Cassava (Manihot esculenta, Euphorbiaceae), an allotetraploid known for its remarkable tolerance to abiotic stresses, is an important source of energy for humans and animals and is used as a raw material for many industrial processes. Therefore, cassava is considered as one of the most useful starch crops and is expected to be used as an energy source in industries and as a food source. There is an increasing need for information, such as published literature and sequence registration in public databanks, on cassava.
The Cassava Online Archive provides cassava mRNA sequences and ESTs currently available from NCBI (Genbank/EMBL/DDBJ) and their annotations. So far, this database allows searches with gene function, accession number, and sequence similarity (BLAST). The annotations in the Cassava Online Archive are based on the similarity search results collated from several protein databases and the similarity map results from the castor bean (Ricinus communis, Euphorbiaceae), poplar (Populus trichocarpa, Salicaceae), grape (Vitis vinifera, Vitaceae), and Arabidopsis thaliana (Brassicaceae) genome sequences because the dataset of the cassava genome sequence is still not available. In order to improve the annotations, domain organization as predicted by InterProScan and Gene Ontology (GO) terms are included in this database.

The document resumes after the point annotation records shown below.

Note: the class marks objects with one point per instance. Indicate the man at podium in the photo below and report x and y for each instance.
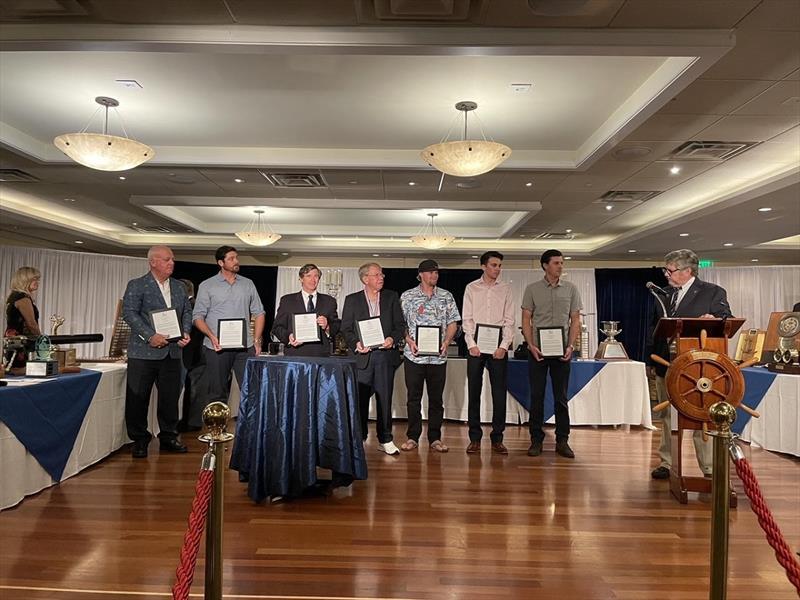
(688, 297)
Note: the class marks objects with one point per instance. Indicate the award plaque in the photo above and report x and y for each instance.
(488, 337)
(610, 348)
(429, 340)
(231, 333)
(550, 341)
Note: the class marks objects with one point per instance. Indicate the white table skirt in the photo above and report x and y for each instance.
(617, 395)
(778, 428)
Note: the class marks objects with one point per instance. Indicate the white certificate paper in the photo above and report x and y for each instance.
(306, 328)
(166, 323)
(551, 341)
(231, 333)
(429, 340)
(488, 338)
(370, 332)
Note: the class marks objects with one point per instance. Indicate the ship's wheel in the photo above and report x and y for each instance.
(697, 379)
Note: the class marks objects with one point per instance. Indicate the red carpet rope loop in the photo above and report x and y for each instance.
(194, 532)
(774, 536)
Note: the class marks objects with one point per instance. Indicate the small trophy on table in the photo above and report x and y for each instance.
(610, 348)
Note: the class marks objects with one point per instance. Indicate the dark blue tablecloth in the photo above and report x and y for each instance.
(46, 417)
(297, 414)
(518, 382)
(756, 383)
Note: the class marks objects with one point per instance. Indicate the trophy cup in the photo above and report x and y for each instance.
(610, 348)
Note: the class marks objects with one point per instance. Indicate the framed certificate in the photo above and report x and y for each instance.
(429, 340)
(232, 333)
(370, 332)
(550, 341)
(166, 323)
(305, 327)
(488, 337)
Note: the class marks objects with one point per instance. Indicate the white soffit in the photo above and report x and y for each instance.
(253, 94)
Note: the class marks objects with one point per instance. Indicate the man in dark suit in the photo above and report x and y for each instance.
(152, 358)
(375, 366)
(307, 300)
(690, 298)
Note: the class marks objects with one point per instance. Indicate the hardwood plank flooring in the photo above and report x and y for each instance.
(423, 526)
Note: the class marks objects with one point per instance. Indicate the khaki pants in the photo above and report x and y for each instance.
(703, 449)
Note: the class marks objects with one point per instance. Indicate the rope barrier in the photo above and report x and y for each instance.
(194, 532)
(774, 536)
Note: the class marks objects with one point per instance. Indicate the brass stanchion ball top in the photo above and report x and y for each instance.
(215, 418)
(722, 414)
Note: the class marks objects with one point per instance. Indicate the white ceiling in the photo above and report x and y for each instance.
(351, 91)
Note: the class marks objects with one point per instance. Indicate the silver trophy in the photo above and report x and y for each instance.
(610, 348)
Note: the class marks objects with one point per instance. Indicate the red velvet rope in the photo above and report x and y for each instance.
(774, 536)
(191, 540)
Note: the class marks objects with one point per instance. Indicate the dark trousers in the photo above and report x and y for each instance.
(417, 376)
(559, 374)
(165, 373)
(377, 378)
(497, 377)
(218, 371)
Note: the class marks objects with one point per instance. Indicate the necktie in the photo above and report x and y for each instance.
(673, 302)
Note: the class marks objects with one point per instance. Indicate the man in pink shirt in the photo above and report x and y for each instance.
(488, 322)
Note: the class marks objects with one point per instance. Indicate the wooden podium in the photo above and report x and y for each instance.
(700, 373)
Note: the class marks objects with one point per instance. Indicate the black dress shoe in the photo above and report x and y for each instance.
(563, 449)
(660, 473)
(139, 449)
(172, 445)
(535, 449)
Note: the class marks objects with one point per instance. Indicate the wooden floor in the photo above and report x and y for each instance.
(423, 525)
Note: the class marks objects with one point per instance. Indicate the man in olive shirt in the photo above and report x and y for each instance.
(550, 302)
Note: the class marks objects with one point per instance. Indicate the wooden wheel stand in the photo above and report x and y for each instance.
(700, 373)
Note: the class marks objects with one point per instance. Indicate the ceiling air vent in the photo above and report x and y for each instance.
(295, 180)
(696, 150)
(151, 229)
(16, 176)
(553, 235)
(626, 196)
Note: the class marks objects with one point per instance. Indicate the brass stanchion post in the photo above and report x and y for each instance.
(723, 415)
(215, 418)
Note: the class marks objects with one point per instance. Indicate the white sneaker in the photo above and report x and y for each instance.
(389, 448)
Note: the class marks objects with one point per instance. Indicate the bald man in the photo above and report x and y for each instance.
(154, 357)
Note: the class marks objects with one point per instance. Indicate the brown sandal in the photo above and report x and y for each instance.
(438, 446)
(409, 445)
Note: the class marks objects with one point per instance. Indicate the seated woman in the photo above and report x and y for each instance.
(22, 316)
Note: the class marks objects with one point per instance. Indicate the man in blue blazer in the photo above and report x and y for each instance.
(307, 300)
(689, 297)
(375, 366)
(152, 358)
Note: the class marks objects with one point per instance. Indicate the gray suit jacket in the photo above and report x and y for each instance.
(142, 296)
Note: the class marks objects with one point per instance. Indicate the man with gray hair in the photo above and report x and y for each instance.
(690, 298)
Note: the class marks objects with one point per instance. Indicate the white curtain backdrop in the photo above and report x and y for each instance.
(288, 282)
(82, 288)
(755, 292)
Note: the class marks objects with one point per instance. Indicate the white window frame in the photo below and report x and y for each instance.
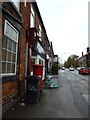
(32, 17)
(15, 41)
(16, 3)
(25, 3)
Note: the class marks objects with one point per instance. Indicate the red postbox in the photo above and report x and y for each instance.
(38, 71)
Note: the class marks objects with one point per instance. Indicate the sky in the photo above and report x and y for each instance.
(66, 24)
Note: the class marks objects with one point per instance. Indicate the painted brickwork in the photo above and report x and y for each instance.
(25, 12)
(9, 87)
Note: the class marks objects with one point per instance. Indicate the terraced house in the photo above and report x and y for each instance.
(24, 39)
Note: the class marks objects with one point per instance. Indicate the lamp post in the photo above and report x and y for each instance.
(62, 62)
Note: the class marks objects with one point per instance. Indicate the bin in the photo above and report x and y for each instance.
(38, 70)
(33, 89)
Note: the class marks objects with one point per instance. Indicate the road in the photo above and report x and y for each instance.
(68, 101)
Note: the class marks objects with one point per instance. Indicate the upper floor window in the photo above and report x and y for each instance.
(32, 20)
(9, 49)
(16, 3)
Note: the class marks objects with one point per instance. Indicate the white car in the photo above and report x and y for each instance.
(71, 69)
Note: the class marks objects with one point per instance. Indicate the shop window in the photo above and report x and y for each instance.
(9, 49)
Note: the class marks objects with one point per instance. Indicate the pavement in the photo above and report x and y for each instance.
(54, 103)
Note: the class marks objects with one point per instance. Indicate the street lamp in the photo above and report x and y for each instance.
(62, 62)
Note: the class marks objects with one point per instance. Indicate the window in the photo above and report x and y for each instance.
(25, 3)
(16, 3)
(9, 49)
(40, 32)
(32, 20)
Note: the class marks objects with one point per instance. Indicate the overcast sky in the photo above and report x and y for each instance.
(66, 23)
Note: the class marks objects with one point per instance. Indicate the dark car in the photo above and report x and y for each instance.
(84, 71)
(62, 68)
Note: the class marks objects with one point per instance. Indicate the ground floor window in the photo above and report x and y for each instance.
(9, 49)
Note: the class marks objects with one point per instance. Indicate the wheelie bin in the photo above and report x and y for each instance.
(32, 89)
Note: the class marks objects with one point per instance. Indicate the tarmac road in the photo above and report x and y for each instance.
(67, 101)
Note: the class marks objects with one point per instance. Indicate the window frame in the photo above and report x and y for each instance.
(15, 52)
(32, 17)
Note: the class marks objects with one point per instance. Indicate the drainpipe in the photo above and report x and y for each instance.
(26, 73)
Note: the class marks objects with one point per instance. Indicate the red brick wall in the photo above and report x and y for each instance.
(10, 88)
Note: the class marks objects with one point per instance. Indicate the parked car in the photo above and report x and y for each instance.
(71, 69)
(84, 71)
(53, 82)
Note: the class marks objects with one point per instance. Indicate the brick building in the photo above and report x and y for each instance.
(24, 40)
(11, 26)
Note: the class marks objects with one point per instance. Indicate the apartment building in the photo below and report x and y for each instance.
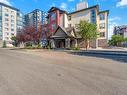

We plan to expand the contents of Cassava Online Archive by including information on its biochemical pathways, diverse genetic types with useful traits, molecular markers that can be used for mapping, etc.
Express sequence tags (ESTs) and mRNA sequences of cassava available in the National Center for Bioinformatics (NCBI) database were assembled by using the CAP3 program; redundant sequences were omitted from the database. The non-redundant sequences were used as query sequences for the annotation process of this database.
We performed the CAP3 program using "-p 95 -z 1" options (relatively tight execution conditions) because the cassava transcripts available in the NCBI database have been derived from various cassava varieties.
In order to predict the function of the genes encoding the cassava transcripts included in this database, we performed similarity search against various datasets. The following databases were applied for the similarity search: the green plant (Viridiplantae) mRNA sequences (not ESTs) in the NCBI database as typical representatives of the transcript dataset of plants, the green plant (Viridiplantae) protein sequences in the NCBI database (organized by The Arabidopsis Information Resource (TAIR)) and the UniProt/trembl database of the European Bioinformatics Institute (EBI) as the typical representatives of protein dataset of plants, and the protein sequences of castor bean (Ricinus communis; The Institute of Genomic Research (TIGR)), poplar (Populus trichocarpa; Joint Genome Institute (JGI)), grape (Vitis vinifera; International Grape Genome Program (IGGP)), and Arabidopsis thaliana (TAIR) derived from the predicted coding sequences (CDS) and captured full-length cDNAs as the annotated dicot-plant protein dataset.
In order to obtain the gene structure of the cassava transcripts, the cassava transcripts were mapped to the cassava, castor bean, poplar, grape, and Arabidopsis genome sequences. The exon-intron structures and associated genome annotation data have been displayed using the generic genome browser (Gbrowse).
We developed a 60-mer oligonucleotide Agilent microarray representing 21,522 probes by using the transcript sequences (11,422 contigs and 18,214 singlets) in this database.